Since 2020, there are a lot of people interested in making space for the abode of the damned right here on sweet mother earth.
Bret Weinstein’s short clip talked about how RFK Jr. said that there are things worse than death. It was as profound as Bret described. I was there when RFK Jr. spoke to that crowd in Graceland. There are things worse than death. There’s regret and inaction in the face of adversity. There’s standing by and watching while evil men do evil things. Silence in the face of evil will hollow one’s soul.
When COVID hit and our lives were turned upside down. I recognized it for what it was. It was evil and we were under attack. Nothing felt like a choice. I wasn’t putting on a uniform, a mask and cape. I felt compelled. I am still not sure, but I think that must be what happens when faith gets integrated into a mature sense of self. God never spoke to me in any literal sense, but maybe the Word of God isn’t speech.
By the word of the Lord the heavens were made, and by his mouth all their host.
Maybe the only real conversation with God is when you are moved to action. I don’t know, but St. Michael is my spirit animal and I like to think he would agree.
What kind of man doesn’t protect his family? His community? Objectively, if we had remained silent, the wholesome places, the home we knew growing up would have been inextricably changed for our sons and daughters. I am different because my faith is no longer superficial outerwear.
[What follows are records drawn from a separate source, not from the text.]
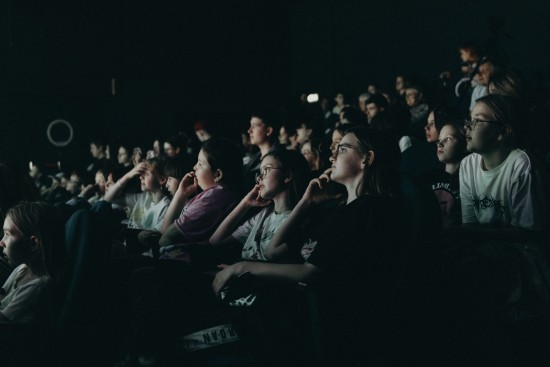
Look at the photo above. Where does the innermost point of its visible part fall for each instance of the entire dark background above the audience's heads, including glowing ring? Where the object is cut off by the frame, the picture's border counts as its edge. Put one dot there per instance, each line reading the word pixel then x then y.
pixel 175 61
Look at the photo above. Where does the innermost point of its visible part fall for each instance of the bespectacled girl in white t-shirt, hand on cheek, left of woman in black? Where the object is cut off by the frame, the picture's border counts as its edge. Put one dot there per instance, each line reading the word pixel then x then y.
pixel 283 177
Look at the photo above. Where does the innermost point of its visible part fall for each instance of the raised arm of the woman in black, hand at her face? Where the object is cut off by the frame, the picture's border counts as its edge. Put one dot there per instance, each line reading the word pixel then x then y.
pixel 315 193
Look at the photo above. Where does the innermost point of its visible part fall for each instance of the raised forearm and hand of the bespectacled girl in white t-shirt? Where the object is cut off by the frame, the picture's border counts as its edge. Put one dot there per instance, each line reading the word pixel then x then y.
pixel 223 233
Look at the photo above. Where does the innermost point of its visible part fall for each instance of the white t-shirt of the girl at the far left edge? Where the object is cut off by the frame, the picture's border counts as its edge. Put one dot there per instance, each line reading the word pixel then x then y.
pixel 29 302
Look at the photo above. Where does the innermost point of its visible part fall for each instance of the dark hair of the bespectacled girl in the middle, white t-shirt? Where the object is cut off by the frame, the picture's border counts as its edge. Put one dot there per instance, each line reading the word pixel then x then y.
pixel 295 166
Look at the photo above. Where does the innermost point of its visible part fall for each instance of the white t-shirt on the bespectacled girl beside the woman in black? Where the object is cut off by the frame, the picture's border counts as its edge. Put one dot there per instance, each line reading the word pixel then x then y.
pixel 257 232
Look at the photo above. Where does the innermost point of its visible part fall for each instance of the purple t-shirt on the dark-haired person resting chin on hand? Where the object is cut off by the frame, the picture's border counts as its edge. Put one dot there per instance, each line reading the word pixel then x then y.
pixel 202 215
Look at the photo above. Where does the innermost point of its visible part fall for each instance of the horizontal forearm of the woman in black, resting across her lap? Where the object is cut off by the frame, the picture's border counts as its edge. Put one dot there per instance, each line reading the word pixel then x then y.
pixel 292 273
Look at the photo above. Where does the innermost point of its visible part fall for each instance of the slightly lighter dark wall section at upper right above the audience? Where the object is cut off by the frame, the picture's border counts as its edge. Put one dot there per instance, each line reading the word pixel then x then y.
pixel 344 45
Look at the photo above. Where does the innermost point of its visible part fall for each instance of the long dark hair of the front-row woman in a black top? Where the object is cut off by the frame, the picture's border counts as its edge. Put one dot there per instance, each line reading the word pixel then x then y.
pixel 381 177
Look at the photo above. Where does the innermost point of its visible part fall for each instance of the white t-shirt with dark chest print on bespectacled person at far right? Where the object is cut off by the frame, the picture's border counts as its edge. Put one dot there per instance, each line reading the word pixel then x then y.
pixel 505 195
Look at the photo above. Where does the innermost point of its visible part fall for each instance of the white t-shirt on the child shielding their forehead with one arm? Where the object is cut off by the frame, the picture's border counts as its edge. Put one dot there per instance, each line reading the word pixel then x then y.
pixel 144 214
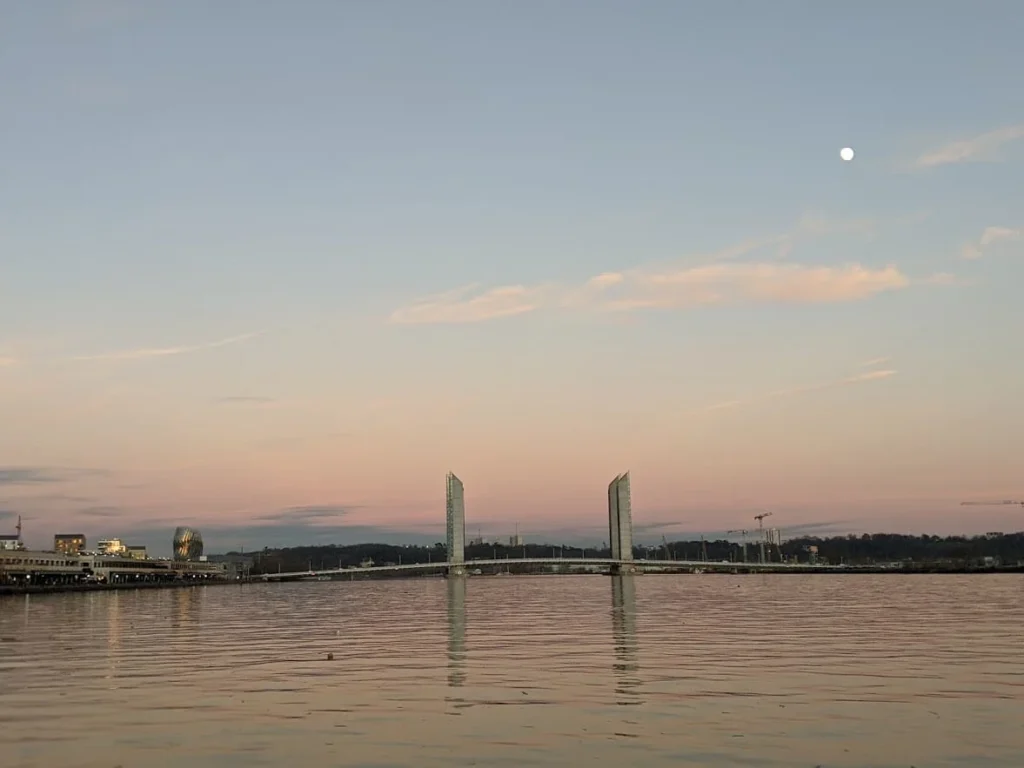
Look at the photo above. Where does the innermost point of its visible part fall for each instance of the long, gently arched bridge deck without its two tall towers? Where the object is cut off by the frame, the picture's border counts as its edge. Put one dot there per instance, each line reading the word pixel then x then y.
pixel 471 565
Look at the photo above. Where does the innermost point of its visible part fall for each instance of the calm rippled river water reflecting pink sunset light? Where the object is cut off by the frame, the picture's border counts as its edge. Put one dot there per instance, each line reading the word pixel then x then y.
pixel 521 671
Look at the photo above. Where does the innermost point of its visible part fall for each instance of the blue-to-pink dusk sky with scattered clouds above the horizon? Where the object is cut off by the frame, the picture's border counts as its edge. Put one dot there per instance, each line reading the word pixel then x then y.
pixel 272 270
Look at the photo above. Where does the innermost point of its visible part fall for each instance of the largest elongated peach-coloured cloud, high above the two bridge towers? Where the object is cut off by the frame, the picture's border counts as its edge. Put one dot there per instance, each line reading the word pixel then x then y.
pixel 712 285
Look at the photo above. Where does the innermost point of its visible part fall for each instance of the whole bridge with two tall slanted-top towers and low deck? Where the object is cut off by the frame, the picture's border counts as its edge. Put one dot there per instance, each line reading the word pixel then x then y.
pixel 620 537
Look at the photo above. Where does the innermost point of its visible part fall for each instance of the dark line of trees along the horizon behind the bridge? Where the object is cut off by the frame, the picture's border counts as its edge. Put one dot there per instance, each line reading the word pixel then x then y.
pixel 865 549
I am grateful for the people who stood up besides me and others. I am grateful for my childhood, my experiences, friends, and mentors that taught me to be brave. I am most grateful to my wife for sharing her faith and helping me to choose to be a better man in the eyes of God.
Note: I recently added the picture from the Voodoo market in Lome, Togo. At the time of publishing, I couldn’t locate where I had saved the photo. Enjoy!
"There are things worse than death. There’s regret and inaction in the face of adversity."
This absolutely. I have a hard time living in the present. I'm always strategizing and planning for the future and I just couldn't imagine a future where my kids, grandkids, and beyond don't have a choice about they inject into their bodies. Fuhgeddaboudit. Not happening. I'll fight on whatever front I must to prevent that kind of future from becoming reality for them.
I was working in healthcare (not with patients) and just..... didn't buy in to it. The company I worked for had recently mandated flu shots for the first time since I had worked there (season before covid vax), and I couldn't understand why they'd force it on remote workers like my employee, or admin staff like myself. We were never going to see patients, so how can you force us to get a flu shot? Especially when we're healthy and capable of dealing with the flu? I asked what I could do to not get it, and was told it was better to just go along because they "look" at who has asked for an exemption. So, begrudgingly, I complied. If my employees went ahead and did it, I would too.
But this simply offended me. How could my employer force a medical treatment on employees?! Why didn't anyone stand up and say no? Why does it taint me to not want a flu shot, something I never got before? None of it made sense until after, when an HR person told me they just wanted to see who would refuse. They were culling us before the covid vaccines were available, in my opinion.
So now? Never again. I see through the bullshit and will not comply again. I refused the covid mandate from a national lab and lost a management job because of it. I moved on to better pastures, for sure, but will never forget.